Por outro lado, Deschamps defende que o debate sobre retirar o critério sobre a anulação da redação aconteça. De acordo com ele, é pertinente questionar se em um texto argumentativo cabe restringir determinadas visões:

- É necessário travar uma discussão sobre isso e ouvir opiniões variadas. Mas acho que esse não é um debate tão simples, ele precisa ser feito de maneira mais profunda.

ENTENDA A QUESTÃO

A decisão de suspender o critério foi tomada em caráter de urgência a pedido da Associação Escola Sem Partido. No pedido feito ao TRF1, a entidade sustenta que um dos principais objetivos do Enem é o de servir de mecanismo de seleção ao preenchimento de vagas em instituições de ensino superior,  e que "ninguém pode ser obrigado a dizer o que não pensa para poder entrar numa universidade". O movimento defende que o critério de violação dos direitos humanos na redação é injusto e subjetivo e, por isso, prejudica a liberdade de expressão dos alunos.

Na decisão, o desembargador federal Carlos Moreira Alves, do Tribunal Regional Federal, determinou a suspensão do item 14.9.4 do edital do exame que atribui nota zero, sem correção de seu conteúdo, à prova de redação que seja considerada desrespeitosa aos direitos humanos. Ao analisar o caso, informa a Justiça Federal, o magistrado invocou dois fundamentos que sustentam a ilegitimidade desse item: “Ofensa à garantia constitucional de liberdade de manifestação de pensamento e opinião, também vertente dos direitos humanos propriamente ditos; e ausência de um referencial objetivo no edital dos certames, resultando na privação do direito de ingresso em instituições de ensino superior de acordo com a capacidade intelectual demonstrada, caso a opinião manifestada pelo participante venha a ser considerada radical, não civilizada, preconceituosa, racista, desrespeitosa, polêmica, intolerante ou politicamente incorreta”.

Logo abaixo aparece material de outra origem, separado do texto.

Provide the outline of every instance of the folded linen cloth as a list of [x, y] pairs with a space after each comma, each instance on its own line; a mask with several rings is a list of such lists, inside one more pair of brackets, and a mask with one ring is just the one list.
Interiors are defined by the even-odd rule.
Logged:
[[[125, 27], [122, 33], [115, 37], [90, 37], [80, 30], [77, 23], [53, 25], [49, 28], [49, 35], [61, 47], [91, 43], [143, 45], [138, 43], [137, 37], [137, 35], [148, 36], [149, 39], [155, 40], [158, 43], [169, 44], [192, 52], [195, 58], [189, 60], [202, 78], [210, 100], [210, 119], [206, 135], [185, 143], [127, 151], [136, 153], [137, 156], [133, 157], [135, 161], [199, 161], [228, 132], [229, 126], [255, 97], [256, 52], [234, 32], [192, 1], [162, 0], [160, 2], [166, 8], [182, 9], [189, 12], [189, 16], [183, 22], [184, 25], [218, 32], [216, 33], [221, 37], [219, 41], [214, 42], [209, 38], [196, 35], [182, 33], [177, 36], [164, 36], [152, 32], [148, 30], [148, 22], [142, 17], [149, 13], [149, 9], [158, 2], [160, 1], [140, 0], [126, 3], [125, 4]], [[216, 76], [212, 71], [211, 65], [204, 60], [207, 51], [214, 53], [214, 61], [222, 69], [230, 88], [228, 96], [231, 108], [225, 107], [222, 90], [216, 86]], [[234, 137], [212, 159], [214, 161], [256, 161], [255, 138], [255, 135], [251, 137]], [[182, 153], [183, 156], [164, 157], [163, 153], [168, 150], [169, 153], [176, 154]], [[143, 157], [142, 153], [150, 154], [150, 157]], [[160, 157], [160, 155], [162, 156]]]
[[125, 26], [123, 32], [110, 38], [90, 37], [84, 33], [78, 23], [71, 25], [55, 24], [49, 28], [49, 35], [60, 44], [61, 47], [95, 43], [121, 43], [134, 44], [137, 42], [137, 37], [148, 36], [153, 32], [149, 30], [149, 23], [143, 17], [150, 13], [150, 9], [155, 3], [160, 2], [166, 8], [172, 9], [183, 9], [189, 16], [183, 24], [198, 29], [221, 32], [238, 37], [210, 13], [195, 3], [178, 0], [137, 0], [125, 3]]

Em nota, o Instituto Nacional de Estudos e Pesquisas Educacionais Anísio Teixeira (Inep) afirmou que ainda não foi notificado sobre o tema,  e reiterou que os critérios de avaliação das cinco competências da redação estão mantidos. O órgão declarou também que "seus atos são balizados pelo respeito irrestrito aos Direitos Humanos, conforme a Declaração Universal dos Direitos Humanos, consagrada na Constituição Federal Brasileira."